Nashira heard something more than his usual cluelessness in his voice. She turned to face him. “'They’ who?"
"Oh, just some friends of mine. Business partners, really. They're here to secure my claim."
She stood. "Your claim?"
He grinned and gestured toward the glorious vista beyond. “Welcome to Rynyan's Rings. I'm going to donate them as a federal park, so the entire Network can benefit from them!"
"You—you! You—when the hell did you ... How did you ...?"
"Oh, I called them hours ago! While you were doing the system scan. The quantelopes were fine when I used them. Oh, I do hope I didn't break something. If so, I'll pay for—"
"You bastard!” She pinned him against the bulkhead. “You come aboard my ship and you have the gall to jump my claim?!"
"I prefer to think of it as saving your life. Which I'm sure you'll agree is a much more generous act than letting you have the claim to the Rings. Along with my donation of the Rings themselves, I'll be the envy of all Rysos come tallying season!"
"Saving my—you didn't even know we'd be in danger when you made that call!"
"The intent doesn't matter,” he said with the serene smile of the bodhisattva who'd eaten the canary. “The meaning lies in the gift itself."
* * * *
"The failure of the cryotank is being investigated,” Vekredi told them upon their return to Hubstation 3742. “Naturally the reliability of our quantelope communication is of the highest priority to us.
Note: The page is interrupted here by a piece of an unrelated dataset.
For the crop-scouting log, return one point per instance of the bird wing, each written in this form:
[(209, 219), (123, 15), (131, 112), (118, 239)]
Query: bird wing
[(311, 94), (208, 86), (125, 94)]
But I hope this incident has driven home to you, Mister LaMacchia, that Hub scout missions are intrinsically dangerous. If you continue your ... researches in this vein, the Hub management cannot be held liable for the consequences. Do you understand me, sir?"
"Yes, thanks,” David said. “Your translator's working fine."
Vekredi nodded in satisfaction and waddled away. Once he was out of earshot, Nashira punched David in the shoulder. “Don't you get it, kid? Translated or not, that was a threat. No way that tank just happened to fail. It was sabotaged."